Find functions in scipy.linalg.blas for performing the following 3 functions and demonstrate their use with the values given below. Do not use any other packages.
(a) dot product $z = \mathbf x \cdot \mathbf y$
(b) matrix-vector product $\mathbf b = \mathbf A \mathbf x$
(c) matrix-matrix product $\mathbf C = \mathbf A \mathbf B$
Hints:
import scipy.linalg.blas as blas
x = [1,2,3]
y = [4,5,6]
A = [[1,0,1],[0,-1,1],[-1,1,0]]
b = [-1,1,2]
B = [[0,2,1],[1,-1,1],[1,1,-1]]
blas.ddot(x,y)
32.0
blas.dgemv(1,A,x)
array([4., 1., 1.])
blas.dgemm(1, A,B)
array([[ 1., 3., 0.],
[ 0., 2., -2.],
[ 1., -3., 0.]])
# verify with numpy
import numpy as np
np.array(A)@np.array(b), np.array(A)@np.array(b).T
(array([1, 1, 2]), array([1, 1, 2]))
(a) Demonstrate that you can get the same result as above for $\mathbf A \mathbf x$, by using only the dot product function
(b) Demonstrate that you can get the same result as above for $\mathbf A \mathbf B$, by using the matrix-vector multiplication function one column at a time
Hint: you will probably need to manually extract the columns rather than using a simple slice to access.

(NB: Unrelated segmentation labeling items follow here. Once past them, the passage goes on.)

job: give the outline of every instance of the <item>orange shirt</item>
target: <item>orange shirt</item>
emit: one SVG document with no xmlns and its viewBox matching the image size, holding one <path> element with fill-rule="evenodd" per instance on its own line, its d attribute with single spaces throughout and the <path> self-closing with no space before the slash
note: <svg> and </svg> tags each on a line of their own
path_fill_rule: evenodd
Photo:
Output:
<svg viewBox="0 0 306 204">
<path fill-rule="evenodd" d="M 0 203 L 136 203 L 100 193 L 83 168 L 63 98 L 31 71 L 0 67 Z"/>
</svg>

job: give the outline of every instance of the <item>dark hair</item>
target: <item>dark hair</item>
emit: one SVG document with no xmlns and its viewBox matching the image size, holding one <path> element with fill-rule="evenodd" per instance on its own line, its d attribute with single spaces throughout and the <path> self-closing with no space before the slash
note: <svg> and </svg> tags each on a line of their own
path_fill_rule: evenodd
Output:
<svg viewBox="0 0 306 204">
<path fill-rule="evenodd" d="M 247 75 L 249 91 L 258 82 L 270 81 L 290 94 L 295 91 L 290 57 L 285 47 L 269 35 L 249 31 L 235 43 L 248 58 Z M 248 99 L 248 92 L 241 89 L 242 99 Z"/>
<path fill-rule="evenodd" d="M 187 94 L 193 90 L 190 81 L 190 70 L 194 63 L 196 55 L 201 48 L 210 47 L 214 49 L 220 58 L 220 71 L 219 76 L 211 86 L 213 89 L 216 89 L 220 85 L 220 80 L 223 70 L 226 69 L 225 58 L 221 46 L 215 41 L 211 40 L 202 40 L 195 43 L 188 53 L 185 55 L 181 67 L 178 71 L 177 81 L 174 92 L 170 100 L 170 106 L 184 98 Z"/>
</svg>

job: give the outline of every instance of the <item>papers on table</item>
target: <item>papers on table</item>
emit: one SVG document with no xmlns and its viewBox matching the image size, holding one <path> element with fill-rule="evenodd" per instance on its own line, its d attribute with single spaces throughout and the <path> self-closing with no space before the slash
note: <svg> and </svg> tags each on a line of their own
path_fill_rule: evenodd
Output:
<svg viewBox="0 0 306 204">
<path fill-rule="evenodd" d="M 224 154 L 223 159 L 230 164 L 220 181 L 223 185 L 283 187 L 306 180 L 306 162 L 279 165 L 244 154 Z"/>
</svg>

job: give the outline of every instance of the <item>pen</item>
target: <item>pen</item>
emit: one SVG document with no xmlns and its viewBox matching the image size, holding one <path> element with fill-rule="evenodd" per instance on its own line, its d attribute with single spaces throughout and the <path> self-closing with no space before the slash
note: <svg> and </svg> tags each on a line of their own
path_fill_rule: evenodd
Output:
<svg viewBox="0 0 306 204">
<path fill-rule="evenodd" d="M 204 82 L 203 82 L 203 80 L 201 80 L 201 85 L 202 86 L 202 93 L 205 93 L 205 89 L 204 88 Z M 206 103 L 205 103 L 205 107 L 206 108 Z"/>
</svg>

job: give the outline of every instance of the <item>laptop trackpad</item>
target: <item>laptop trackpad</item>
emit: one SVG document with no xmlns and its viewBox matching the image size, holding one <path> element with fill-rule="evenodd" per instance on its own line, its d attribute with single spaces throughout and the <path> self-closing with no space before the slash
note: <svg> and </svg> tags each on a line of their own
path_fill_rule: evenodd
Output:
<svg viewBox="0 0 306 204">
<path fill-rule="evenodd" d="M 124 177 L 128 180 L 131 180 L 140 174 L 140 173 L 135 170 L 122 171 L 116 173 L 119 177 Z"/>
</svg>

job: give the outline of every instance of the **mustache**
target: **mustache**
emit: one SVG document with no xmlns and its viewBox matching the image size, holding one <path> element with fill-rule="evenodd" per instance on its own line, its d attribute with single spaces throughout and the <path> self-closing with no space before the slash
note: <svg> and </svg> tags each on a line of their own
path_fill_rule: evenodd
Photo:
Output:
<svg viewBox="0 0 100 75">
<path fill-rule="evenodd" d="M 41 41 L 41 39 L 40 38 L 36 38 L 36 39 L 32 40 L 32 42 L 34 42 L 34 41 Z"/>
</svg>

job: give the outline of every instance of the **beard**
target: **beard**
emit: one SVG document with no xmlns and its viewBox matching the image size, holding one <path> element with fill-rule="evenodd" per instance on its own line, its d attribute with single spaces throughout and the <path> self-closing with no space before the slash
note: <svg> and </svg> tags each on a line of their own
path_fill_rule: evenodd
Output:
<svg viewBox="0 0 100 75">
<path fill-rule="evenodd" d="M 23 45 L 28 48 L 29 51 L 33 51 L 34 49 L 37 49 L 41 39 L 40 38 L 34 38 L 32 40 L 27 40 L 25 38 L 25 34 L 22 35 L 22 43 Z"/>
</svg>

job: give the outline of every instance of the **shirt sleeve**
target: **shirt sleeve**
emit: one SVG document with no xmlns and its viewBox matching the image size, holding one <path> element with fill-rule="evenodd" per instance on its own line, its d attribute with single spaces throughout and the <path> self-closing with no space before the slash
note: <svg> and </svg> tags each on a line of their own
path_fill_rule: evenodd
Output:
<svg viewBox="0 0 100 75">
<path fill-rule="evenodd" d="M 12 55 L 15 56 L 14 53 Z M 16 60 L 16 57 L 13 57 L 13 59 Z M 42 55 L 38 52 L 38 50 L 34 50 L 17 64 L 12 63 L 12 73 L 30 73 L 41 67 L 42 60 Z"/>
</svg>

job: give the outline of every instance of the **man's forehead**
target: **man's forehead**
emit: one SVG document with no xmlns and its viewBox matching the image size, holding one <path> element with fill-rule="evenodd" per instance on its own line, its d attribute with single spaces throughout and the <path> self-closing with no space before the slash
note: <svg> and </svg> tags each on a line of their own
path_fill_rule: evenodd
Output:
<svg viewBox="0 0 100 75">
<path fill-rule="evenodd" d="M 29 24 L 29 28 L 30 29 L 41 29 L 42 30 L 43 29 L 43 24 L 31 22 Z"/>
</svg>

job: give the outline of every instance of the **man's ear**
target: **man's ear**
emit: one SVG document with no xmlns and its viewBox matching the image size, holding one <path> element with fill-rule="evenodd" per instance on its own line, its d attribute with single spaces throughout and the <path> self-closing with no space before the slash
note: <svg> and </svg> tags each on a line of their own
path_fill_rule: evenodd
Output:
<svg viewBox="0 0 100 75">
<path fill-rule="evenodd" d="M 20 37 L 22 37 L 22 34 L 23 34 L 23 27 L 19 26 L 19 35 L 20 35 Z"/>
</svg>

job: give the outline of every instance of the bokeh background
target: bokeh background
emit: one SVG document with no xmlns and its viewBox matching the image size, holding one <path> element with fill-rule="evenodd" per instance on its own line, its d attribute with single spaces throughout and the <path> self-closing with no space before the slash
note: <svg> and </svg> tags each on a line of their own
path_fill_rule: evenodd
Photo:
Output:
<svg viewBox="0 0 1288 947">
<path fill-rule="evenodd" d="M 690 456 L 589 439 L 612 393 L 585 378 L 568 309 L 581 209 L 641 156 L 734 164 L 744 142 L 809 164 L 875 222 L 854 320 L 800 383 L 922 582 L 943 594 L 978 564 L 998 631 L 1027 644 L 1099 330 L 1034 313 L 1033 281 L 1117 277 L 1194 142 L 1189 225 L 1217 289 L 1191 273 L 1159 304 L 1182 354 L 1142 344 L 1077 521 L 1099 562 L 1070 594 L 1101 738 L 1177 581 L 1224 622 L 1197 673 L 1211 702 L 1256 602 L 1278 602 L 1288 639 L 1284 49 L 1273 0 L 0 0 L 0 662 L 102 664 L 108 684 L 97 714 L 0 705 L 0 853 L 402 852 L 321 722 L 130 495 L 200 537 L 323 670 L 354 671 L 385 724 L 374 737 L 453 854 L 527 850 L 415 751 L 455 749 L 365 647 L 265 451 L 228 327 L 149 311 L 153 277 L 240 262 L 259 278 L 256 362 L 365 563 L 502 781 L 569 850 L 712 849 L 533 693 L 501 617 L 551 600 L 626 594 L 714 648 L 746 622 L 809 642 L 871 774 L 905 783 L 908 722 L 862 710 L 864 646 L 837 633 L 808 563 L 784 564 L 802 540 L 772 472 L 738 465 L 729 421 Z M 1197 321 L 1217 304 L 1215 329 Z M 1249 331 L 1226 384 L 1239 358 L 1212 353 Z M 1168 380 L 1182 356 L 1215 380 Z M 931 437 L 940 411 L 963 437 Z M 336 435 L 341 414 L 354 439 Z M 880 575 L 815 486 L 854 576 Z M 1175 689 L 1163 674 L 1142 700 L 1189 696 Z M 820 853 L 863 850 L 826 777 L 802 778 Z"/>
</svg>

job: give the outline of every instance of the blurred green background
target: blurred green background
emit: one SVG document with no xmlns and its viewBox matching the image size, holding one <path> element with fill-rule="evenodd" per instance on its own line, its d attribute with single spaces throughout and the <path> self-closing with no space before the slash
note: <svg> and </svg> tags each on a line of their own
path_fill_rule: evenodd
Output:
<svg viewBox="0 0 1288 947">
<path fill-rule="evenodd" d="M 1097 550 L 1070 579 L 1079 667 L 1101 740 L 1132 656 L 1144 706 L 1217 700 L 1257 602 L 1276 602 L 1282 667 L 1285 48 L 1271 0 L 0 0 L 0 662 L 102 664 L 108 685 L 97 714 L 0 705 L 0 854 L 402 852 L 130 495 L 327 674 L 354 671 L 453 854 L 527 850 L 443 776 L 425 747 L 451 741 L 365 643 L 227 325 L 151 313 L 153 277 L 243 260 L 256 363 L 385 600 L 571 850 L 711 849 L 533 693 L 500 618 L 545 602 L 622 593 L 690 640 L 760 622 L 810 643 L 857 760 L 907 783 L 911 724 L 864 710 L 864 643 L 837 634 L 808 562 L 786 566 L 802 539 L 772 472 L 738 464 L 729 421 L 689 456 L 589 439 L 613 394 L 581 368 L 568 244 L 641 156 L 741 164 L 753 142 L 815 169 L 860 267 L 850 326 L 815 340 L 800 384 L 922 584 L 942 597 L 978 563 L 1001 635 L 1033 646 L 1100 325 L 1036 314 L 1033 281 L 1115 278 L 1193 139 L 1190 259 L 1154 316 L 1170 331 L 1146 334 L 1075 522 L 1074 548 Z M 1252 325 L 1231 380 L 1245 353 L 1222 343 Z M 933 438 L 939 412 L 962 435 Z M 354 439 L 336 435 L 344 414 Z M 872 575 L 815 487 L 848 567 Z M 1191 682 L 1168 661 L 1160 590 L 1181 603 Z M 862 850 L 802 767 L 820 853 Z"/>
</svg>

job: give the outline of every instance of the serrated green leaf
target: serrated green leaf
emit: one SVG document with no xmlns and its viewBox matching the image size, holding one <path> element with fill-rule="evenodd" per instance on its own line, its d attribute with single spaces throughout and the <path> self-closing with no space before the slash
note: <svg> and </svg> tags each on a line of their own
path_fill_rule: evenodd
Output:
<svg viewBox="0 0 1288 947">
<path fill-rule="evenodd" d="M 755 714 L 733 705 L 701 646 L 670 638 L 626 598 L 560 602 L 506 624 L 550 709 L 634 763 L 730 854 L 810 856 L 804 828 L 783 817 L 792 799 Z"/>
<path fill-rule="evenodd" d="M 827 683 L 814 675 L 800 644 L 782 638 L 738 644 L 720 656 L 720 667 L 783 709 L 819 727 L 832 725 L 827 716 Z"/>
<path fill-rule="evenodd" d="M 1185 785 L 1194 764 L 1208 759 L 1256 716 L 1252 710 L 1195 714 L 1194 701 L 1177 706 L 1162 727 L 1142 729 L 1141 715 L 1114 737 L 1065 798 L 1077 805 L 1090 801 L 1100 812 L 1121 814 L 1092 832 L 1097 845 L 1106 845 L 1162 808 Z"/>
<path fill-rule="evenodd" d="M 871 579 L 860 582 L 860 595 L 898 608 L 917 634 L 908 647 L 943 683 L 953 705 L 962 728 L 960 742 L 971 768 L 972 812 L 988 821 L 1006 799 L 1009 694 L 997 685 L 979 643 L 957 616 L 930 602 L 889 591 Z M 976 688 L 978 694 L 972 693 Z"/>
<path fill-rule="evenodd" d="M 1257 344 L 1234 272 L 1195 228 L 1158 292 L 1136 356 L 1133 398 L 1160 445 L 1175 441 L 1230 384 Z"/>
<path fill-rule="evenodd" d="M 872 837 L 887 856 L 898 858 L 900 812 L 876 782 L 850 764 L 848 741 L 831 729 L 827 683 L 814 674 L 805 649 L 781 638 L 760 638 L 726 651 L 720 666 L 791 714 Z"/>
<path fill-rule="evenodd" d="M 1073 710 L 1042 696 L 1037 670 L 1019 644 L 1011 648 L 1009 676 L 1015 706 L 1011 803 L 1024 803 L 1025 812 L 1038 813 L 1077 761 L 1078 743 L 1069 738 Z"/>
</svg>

blas.ddot(A[0],x), blas.ddot(A[1],x), blas.ddot(A[2],x)
(4.0, 1.0, 1.0)
blas.dgemv(1, A, [B[0][0],B[1][0],B[2][0]]), blas.dgemv(1, A, [B[0][1],B[1][1],B[2][1]]), blas.dgemv(1, A, [B[0][2],B[1][2],B[2][2]])
(array([1., 0., 1.]), array([ 3., 2., -3.]), array([ 0., -2., 0.]))